Es cierto que en el último año hubo fuertes movilizaciones ciudadanas, en las que el reclamo de seguridad no estuvo ausente. La masiva liberación de presos produjo, el año pasado, una fuerte reacción social, aunque el juez que las avaló apenas tuvo que esperar que bajara la efervescencia para seguir como si nada. Es cierto, también, que la Argentina del último tiempo ha sufrido tanto dolor, tantos escándalos y tantas afrentas que es inevitable que algunos horrores tiendan a diluirse frente a la dimensión que adquieren otros. Pero lo más riesgoso, sin embargo, es que detrás del silencio ciudadano haya, en verdad, una especie de acostumbramiento a una Argentina degradada, en la que cada vez nos vamos conformando con menos y naturalizamos la violencia como un destino inevitable.
La provincia de Buenos Aires ha incorporado el miedo como un sentimiento permanente. En los barrios la gente se encierra cuando oscurece. En las paradas de colectivos, las mujeres atraviesan la espera con el corazón en la boca. Los comerciantes atienden a través de rejas; en muchas zonas están armados. Hay organizaciones vecinales que practican una suerte de “justicia por mano propia”. En los pueblos del interior bonaerense también se ha perdido la paz. La gente vive en estado de alerta, conectada en grupos de WhatsApp para ejercer un monitoreo permanente de los movimientos de la cuadra. Mientras tanto, en las cárceles sigue funcionando la puerta giratoria, el cumplimiento de las penas es una ficción y las mafias avanzan en muchas zonas donde la policía se repliega.

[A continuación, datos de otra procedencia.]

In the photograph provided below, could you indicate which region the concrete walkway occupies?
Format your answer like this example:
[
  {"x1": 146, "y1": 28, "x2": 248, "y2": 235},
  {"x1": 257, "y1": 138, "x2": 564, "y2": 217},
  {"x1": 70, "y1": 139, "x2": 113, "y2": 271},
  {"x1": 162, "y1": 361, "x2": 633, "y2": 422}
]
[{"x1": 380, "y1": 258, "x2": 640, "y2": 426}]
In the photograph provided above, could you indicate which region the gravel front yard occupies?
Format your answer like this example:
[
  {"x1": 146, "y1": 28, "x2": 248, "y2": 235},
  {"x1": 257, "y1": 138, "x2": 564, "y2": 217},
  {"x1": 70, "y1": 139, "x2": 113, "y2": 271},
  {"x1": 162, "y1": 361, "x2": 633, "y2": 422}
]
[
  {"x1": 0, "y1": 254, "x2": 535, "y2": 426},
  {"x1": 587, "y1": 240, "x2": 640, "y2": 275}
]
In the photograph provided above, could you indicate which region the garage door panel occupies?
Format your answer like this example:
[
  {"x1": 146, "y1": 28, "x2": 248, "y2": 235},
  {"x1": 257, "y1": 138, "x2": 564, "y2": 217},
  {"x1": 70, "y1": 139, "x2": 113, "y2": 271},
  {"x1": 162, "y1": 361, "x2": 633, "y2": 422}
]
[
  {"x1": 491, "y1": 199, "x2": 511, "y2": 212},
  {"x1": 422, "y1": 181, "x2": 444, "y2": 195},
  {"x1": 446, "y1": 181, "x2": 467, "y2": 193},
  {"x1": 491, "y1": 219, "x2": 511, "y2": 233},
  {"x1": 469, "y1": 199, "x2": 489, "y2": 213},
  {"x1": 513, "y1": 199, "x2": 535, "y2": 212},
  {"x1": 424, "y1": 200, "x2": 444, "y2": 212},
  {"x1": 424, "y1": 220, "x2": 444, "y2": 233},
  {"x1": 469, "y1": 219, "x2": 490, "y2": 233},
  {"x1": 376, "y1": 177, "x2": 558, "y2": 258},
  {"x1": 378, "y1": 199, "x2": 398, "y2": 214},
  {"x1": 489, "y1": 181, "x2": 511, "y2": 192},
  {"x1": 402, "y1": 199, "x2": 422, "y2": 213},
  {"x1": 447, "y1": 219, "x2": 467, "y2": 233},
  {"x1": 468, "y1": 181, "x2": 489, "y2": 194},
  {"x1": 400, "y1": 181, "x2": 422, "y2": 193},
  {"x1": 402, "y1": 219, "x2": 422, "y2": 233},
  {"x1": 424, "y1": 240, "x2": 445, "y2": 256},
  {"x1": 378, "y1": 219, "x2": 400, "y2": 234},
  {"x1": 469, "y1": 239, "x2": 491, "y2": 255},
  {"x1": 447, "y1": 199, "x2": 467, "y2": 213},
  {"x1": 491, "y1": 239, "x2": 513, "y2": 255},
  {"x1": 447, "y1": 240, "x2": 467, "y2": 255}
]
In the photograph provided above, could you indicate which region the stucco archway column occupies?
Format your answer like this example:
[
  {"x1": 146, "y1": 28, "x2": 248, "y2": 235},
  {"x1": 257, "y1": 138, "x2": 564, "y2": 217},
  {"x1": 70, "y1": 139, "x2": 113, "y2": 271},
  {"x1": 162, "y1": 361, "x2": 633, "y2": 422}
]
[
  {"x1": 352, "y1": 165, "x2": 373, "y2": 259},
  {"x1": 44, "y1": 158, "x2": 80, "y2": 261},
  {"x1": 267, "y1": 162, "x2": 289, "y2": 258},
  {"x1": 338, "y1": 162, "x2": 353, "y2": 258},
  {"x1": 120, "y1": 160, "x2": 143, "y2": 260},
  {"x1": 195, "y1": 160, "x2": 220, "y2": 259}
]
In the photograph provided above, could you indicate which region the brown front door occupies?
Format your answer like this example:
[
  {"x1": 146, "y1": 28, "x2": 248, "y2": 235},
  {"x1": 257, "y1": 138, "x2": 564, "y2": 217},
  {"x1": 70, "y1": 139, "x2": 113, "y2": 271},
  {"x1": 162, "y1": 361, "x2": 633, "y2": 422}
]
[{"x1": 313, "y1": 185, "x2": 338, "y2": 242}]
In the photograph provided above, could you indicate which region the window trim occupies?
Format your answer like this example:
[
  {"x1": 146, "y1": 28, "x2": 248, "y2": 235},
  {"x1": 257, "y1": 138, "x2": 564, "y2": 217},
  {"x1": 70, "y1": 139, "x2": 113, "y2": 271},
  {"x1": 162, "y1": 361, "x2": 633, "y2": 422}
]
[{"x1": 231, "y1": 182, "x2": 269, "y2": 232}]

Además de la violencia criminal (muy dominada, en algunos barrios, por el narco), existe una microviolencia que contamina la vida cotidiana en todos los estamentos sociales. En las periferias urbanas, que a los chicos los aprieten para robarles el celular, las zapatillas o la bicicleta son hechos que ni siquiera llaman la atención y que se viven como parte de una rutina habitual. Son delitos que, además, no figuran en ninguna estadística porque ni siquiera se denuncian. Los vecinos y la policía saben quiénes son, pero están resignados a no poder hacer nada. Es sabido que, en contra de algunos estereotipos alentados por el ideologismo demagógico, son los sectores más vulnerables los que más sufren la inseguridad y los que están más indefensos para protegerse de esa amenaza permanente.
Mientras la vida real transcurre “bajo amenaza”, la agenda de la política se torna cada vez más endogámica y autorreferencial. El de la seguridad es un debate espasmódico y pendular, que solo se teatraliza para calmar demandas coyunturales. ¿Qué ha cambiado entre aquellas movilizaciones por Axel Blumberg y la realidad de estos días? La inseguridad ha empeorado; las muertes se han acumulado; la tragedia nos sigue desgarrando. El crimen de Mariano Boschi, hace apenas unos días, nos recuerda que en cada esquina nos jugamos la vida. ¿Ya nos hemos resignado a que ese sea un drama más de la Argentina?